Britain woke up to crisis on Friday that promises to reverberate across the globe, with potential implications for the fall election in the US.
After a narrow majority of the population voted to leave the European Union, Prime Minister David Cameron announced he would resign. Cameron set the referendum in motion in the first place, in an attempt to placate the “Euro-skeptic” wing of his Conservative Party and stave off the perceived threat of the populist United Kingdom Independence Party.
It was a disastrous miscalculation, as evidenced by the reaction of some of the Leave campaigners within Cameron’s Conservative party. Even they seemed shocked by their own success. Boris Johnson, the former mayor of London and contemporary of Cameron at the elite Eton school, appeared ashen as he greeted his victory. He went out of his way to hail the prime minister’s record. So did Michael Gove, a friend of the prime minister who campaigned against him.
The vote was a reflection a growing divide between a metropolitan elite that has flourished in a globalized economy and a populist anger on the part of those who feel left behind. Nigel Farage, the UKIP leader who almost single-handedly triggered this crisis, welcomed the Leave vote as a victory for “the real people, for the ordinary people, for the decent people.” The implication being that those who campaigned to remain were inauthentic, odd and even indecent.
With impeccable timing, Donald Trump arrived in Britain Friday to open a new golf course in Scotland. He praised the result, drawing parallels with his own campaign. “I think it’s a great thing that’s happened. It’s an amazing vote, very historic,” the BBC reported Trump as saying.
“People are angry all over the world. They’re angry over borders, they’re angry over people coming into the country and taking over and nobody even knows who they are,” America’s presumptive Republican presidential nominee declared. “They’re angry about many, many things in the UK, the US and many other places. This will not be the last.”
He is not wrong. Right-wing populists in France and the Netherlands are already calling for their own referendums on European Union membership. The isolationist, anti-immigrant movement across Europe, and indeed in the United States, will be hugely emboldened by this result.
It was difficult to make an emotional case for the European Union in Britain. On the continental mainland, the benefits — free movement across borders, and a sense of unity between nations that had previously seemed locked in perpetual warfare — are clear. But Britons have never taken to a sense of European identity. Moreover, the ongoing refugee crisis on the continent, and the relentless onslaught of the globalized economy, has left many feeling that the UK is better off alone: in the words of the Leave campaign, this was a referendum on Britain taking back control of its destiny.
The result, with the Leave campaign winning by 4 percent, exposes deep divides in the UK. Scotland, which only last year had a referendum on its own independence, voted to stay in Europe. Nicola Sturgeon, Scotland’s first minister and leader of the Scottish National Party, has already said the result once again throws up the question of the nation’s connection to the rest of Britain.

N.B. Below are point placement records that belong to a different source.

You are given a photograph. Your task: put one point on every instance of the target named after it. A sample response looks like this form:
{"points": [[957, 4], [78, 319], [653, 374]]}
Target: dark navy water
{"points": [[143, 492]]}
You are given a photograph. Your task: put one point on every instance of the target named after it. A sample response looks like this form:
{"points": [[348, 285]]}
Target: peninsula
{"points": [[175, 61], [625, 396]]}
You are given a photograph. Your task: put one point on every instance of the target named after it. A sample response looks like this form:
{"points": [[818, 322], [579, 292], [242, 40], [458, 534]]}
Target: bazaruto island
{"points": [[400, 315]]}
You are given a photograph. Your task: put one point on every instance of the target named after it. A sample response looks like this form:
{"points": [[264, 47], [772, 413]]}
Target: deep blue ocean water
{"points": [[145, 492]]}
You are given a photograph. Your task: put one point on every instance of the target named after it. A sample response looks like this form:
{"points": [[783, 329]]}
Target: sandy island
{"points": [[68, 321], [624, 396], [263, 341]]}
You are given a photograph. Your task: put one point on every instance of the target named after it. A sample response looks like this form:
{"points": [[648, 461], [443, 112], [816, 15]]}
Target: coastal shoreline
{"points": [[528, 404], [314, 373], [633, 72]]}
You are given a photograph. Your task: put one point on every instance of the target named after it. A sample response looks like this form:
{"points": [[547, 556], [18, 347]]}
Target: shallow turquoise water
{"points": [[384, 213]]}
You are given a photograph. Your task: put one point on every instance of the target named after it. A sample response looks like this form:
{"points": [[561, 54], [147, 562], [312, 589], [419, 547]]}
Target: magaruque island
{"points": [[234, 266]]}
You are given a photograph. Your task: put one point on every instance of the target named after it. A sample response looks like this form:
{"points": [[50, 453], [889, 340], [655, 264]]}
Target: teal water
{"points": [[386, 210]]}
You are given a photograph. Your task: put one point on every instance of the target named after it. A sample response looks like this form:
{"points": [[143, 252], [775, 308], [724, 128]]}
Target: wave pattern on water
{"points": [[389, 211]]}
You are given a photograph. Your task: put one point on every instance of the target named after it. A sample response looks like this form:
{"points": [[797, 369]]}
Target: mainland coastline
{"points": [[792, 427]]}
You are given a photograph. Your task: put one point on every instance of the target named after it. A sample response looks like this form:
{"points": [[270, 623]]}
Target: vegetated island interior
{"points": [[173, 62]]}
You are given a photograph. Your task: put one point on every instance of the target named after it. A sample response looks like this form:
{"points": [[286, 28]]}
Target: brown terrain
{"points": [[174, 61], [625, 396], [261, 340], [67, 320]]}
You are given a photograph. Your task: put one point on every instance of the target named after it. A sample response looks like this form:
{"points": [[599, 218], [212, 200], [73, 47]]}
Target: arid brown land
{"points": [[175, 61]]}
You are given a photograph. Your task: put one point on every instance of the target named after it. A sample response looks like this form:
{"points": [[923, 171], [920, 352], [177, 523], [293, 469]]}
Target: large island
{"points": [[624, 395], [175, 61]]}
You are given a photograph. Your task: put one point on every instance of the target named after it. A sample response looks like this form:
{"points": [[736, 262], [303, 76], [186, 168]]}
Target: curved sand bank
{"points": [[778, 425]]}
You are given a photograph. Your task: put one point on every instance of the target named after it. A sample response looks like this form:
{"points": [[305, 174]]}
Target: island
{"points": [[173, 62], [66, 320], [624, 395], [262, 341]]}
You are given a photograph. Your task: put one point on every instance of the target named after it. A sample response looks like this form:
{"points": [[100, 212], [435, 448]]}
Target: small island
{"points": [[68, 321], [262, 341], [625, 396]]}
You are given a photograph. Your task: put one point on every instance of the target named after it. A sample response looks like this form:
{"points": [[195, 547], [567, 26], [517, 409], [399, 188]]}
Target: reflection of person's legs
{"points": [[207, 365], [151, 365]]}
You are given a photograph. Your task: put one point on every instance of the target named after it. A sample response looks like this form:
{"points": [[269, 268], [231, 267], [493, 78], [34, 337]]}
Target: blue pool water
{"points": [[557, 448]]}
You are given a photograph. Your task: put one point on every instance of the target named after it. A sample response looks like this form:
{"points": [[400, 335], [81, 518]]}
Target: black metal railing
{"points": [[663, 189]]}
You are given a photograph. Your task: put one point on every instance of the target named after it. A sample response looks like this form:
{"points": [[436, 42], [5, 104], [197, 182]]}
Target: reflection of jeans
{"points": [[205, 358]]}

And just as Trump is vying for disaffected working-class Democrats, the Leave campaign succeeded in peeling off some of that constituency in its victory. The opposition Labour Party, led by Britain’s Bernie Sanders equivalent, Jeremy Corbyn, failed to deliver a Remain vote in its heartlands in the north of England. Corbyn faces calls to resign, with a motion of no confidence tabled by veteran MP Margaret Hodge.
And as in the United States, mainstream conservativism is in chaos. Cameron came to power in 2010 as a centrist, forming a coalition with the Liberal Democrat Party. The presence of the liberals in government made it strangely easy for him to portray himself as a tough conservative reigned in by his wooly coalition partners.
The parallels with the plight of US Republican congressional leaders are striking: When the Conservatives won an overall majority in 2015, the right of the party saw it as a chance to push through their more radical ideas — principal among them being the break from Europe. Cameron singularly failed to convert or confront the right wing of his party, and now he is paying the price.
The American political establishment should take note of what has happened. What was inconceivable for Britain just a few months ago has suddenly become reality.